Evaluate tools for introspecting container images

[tetsuo-cpp]

The syft tool supports generating a SBOM for a container image and has support for Python packages. We should check to see if we can leverage this to support container images in pip-audit.

cc: @di

[tetsuo-cpp]

I think syft could be really useful for us. It has quite a bit of functionality for both container images and filesystems and supports a bunch of different language ecosystems. The relevant bits for us are:

• We can give syft a container image.
• It will traverse the layers in the image and look for files that look like egg or wheel metadata.
• If it finds egg or wheel metadata for a package, that package goes into the package list.

Interesting files are:

• https://github.com/anchore/syft/blob/main/syft/source/all_layers_resolver.go
• https://github.com/anchore/syft/blob/main/syft/pkg/cataloger/python/package_cataloger.go

Some potential issues:

• syft just looks for package metadata on the file system. So if I have a container that has a wheel on the filesystem that hasn't been installed to any Python, it's still going to end up in the package list. I initially thought this was weird, but after thinking about it more, auditing a container is a bit of a fuzzy idea since it can have multiple Python environments in it. So just auditing anything on the file system that looks like a package isn't that unreasonable.
• Calling the Go functionality via C FFI doesn't seem realistic so I imagine we'll have to invoke syft via subprocess. We should probably talk to the devs and figure out whether we can rely on any of the output formats to remain stable since we'll have to parse it in pip-audit and get a list of dependencies out of it.
• Distribution could be an issue. There aren't builds for all common platforms (for example, there's no build that I can use on my M1 Mac). We might have to say something like: "if you want to audit docker images, make sure syft is in your PATH" and just leave it to the user.
• Seems unlikely that this functionality could ever make its way back into pip.

[tetsuo-cpp]

Thinking about how this compares to the alternatives:

Other options

I'll keep an eye out but I wasn't able to find anything that fits the bill. Tern is interesting but it seems more focused on packages installed via the distro package manager.

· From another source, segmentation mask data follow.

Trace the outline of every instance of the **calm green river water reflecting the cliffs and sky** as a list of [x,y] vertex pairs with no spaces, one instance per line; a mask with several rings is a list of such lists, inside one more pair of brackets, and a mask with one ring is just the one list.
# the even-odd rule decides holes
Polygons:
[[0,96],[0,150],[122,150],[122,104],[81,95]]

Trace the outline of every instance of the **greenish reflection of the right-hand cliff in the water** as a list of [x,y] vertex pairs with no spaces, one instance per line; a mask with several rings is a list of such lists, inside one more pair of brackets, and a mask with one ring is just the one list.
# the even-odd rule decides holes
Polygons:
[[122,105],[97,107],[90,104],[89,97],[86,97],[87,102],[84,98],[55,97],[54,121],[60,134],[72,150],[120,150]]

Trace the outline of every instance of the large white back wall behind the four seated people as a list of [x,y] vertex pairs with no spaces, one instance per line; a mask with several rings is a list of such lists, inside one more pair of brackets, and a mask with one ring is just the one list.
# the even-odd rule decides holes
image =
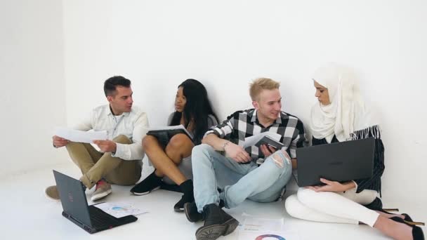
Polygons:
[[173,110],[176,86],[202,81],[221,119],[250,107],[249,81],[282,82],[283,109],[308,122],[310,75],[325,62],[354,67],[382,118],[383,197],[427,201],[426,1],[64,2],[67,119],[105,102],[122,74],[152,125]]

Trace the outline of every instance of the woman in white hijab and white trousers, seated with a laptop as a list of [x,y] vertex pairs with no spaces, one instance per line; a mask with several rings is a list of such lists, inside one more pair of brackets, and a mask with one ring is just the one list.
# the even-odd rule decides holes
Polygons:
[[355,77],[348,69],[329,64],[313,76],[319,100],[311,110],[313,145],[363,138],[375,138],[372,178],[350,182],[320,179],[323,186],[298,189],[289,196],[285,208],[294,218],[315,222],[359,224],[379,229],[394,239],[424,239],[422,222],[412,222],[407,214],[391,214],[382,209],[381,175],[384,147],[379,123],[364,104]]

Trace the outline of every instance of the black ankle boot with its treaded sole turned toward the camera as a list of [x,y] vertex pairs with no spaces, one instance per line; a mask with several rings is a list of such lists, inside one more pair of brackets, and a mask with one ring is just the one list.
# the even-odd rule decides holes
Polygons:
[[197,240],[213,240],[220,236],[232,233],[239,225],[239,221],[225,213],[216,204],[203,207],[204,225],[196,231]]

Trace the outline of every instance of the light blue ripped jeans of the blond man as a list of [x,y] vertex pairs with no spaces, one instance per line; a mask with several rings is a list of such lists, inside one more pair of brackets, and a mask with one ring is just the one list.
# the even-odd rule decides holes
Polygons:
[[[226,208],[234,208],[245,199],[271,202],[280,197],[291,178],[291,161],[277,151],[258,164],[239,164],[202,144],[192,149],[192,172],[197,210],[201,213],[208,204],[224,201]],[[223,188],[221,194],[218,187]]]

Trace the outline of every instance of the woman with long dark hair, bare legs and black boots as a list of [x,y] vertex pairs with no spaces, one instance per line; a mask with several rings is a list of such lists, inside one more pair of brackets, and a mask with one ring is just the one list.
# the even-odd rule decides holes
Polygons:
[[[204,133],[218,124],[209,102],[206,88],[195,79],[187,79],[178,86],[175,109],[169,116],[169,126],[182,124],[192,134],[192,140],[180,133],[173,135],[169,142],[160,142],[155,136],[147,135],[143,139],[143,148],[155,171],[131,189],[135,195],[145,195],[162,185],[162,179],[168,177],[183,192],[182,198],[173,206],[174,211],[184,210],[184,204],[194,201],[192,180],[183,173],[178,165],[191,161],[192,148],[202,142]],[[186,160],[184,162],[184,160]],[[191,171],[191,165],[187,168]]]

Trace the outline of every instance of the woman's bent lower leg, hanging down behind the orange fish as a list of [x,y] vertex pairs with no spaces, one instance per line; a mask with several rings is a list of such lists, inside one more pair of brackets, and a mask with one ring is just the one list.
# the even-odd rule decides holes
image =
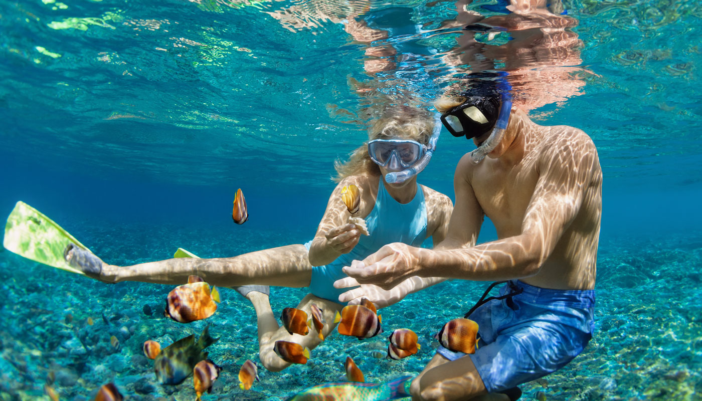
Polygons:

Reimplementing in pip-audit

The Python-specific code in syft looks ok but I think the most painful thing about reimplementing this functionality in pip-audit will be parsing the Docker image, traversing over each layer, etc. syft does this by using stereoscope.

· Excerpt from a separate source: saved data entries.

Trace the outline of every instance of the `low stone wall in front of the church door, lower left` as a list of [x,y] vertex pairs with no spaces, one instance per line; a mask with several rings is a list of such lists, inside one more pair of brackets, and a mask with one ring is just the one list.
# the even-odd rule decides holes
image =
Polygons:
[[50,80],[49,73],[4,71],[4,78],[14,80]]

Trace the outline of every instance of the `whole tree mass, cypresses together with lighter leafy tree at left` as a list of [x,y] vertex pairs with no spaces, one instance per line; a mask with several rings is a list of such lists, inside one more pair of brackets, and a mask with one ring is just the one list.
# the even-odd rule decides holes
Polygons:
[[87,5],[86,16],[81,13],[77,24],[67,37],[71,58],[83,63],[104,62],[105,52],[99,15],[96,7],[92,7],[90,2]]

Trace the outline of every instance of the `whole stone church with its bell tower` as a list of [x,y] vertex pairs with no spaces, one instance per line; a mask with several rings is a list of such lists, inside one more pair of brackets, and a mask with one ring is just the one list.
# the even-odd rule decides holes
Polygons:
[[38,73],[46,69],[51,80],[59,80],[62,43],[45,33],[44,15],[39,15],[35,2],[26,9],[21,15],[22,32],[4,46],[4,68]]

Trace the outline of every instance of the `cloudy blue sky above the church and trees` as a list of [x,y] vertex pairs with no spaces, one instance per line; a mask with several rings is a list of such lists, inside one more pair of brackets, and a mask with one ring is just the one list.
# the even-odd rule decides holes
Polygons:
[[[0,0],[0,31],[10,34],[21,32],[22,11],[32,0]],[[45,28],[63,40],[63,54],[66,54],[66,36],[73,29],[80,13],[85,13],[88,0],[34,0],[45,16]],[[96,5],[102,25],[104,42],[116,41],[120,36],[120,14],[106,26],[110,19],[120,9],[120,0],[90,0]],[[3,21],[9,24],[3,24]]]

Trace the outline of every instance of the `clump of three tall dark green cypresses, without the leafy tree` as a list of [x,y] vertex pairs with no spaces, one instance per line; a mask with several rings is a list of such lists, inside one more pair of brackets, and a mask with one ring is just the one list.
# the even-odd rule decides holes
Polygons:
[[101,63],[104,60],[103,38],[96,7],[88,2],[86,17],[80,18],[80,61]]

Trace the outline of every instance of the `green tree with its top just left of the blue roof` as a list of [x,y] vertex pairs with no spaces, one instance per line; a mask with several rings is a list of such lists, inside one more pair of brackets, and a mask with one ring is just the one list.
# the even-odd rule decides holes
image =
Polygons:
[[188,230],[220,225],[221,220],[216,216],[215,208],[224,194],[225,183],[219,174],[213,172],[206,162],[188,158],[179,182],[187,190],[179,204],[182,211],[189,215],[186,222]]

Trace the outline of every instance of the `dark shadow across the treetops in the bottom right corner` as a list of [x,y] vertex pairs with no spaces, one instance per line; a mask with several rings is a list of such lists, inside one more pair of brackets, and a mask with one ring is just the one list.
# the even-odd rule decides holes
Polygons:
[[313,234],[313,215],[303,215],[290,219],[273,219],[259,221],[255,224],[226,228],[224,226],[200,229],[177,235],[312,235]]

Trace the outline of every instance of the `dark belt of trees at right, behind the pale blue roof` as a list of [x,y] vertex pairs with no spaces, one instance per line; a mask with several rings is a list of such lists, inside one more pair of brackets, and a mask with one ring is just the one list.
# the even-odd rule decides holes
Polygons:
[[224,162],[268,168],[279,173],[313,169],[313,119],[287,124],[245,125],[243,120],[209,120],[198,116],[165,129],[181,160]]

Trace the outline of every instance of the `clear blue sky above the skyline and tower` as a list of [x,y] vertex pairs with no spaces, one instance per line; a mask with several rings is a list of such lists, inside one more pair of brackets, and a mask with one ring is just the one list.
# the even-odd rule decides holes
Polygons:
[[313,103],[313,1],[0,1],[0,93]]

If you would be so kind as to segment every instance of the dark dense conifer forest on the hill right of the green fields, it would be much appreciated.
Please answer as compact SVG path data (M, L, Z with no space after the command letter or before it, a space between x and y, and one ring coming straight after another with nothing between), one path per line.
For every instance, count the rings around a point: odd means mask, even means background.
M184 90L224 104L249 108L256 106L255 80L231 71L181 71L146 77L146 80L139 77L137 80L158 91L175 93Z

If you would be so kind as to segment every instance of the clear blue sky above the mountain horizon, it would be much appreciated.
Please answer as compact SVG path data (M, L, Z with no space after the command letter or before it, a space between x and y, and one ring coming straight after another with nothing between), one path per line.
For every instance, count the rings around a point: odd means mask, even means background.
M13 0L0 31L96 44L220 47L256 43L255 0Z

I had an idea that it might be possible to leverage some of Tern's image parsing modules (also in Python) for this purpose and write the Python-specific parts on top of it. I'm not sure whether Tern was designed to be used as a library in the way that I'm thinking and there seems to be some platform support issues which might affect us.

[woodruffw]

A further note in terms of reimplementing: Docker's Python SDK is pretty well-featured, and includes a low-level API that might be able to do the kind of image introspection we need.

Edit: It looks like Tern uses the Docker Python SDK:

• https://github.com/tern-tools/tern/blob/87e7cdd154bc3cad98db1174b192ab9592adcffb/tern/analyze/default/container/multi_layer.py#L85-L120

• https://github.com/tern-tools/tern/blob/87e7cdd154bc3cad98db1174b192ab9592adcffb/tern/analyze/default/container/image.py

[di]

I think the ideal tool would:

• not require the Docker daemon to be present
• would be python-importable or maybe callable from the C FFI

AFAICT the Docker daemon seems to be a requirement for Tern but not for stereoscope. I think we want something like stereoscope, but written in Python.

[woodruffw]

AFAICT the Docker daemon seems to be a requirement for Tern but not for stereoscope. I think we want something like stereoscope, but written in Python.

Yeah, I believe Docker's Python SDK can't really do anything without connecting to a Docker daemon. So if we don't want to assume the presence of Docker, we probably can't directly dupe or reuse their approach.

I'll do some additional searching for something that looks like stereoscope, but in Python. It might also be possible to write a native Python extension that adapts stereoscope directly, although I'm not familiar with what that looks like with Go (I've done it for Rust and C/C++ and I've used Go extensions, but never written the latter).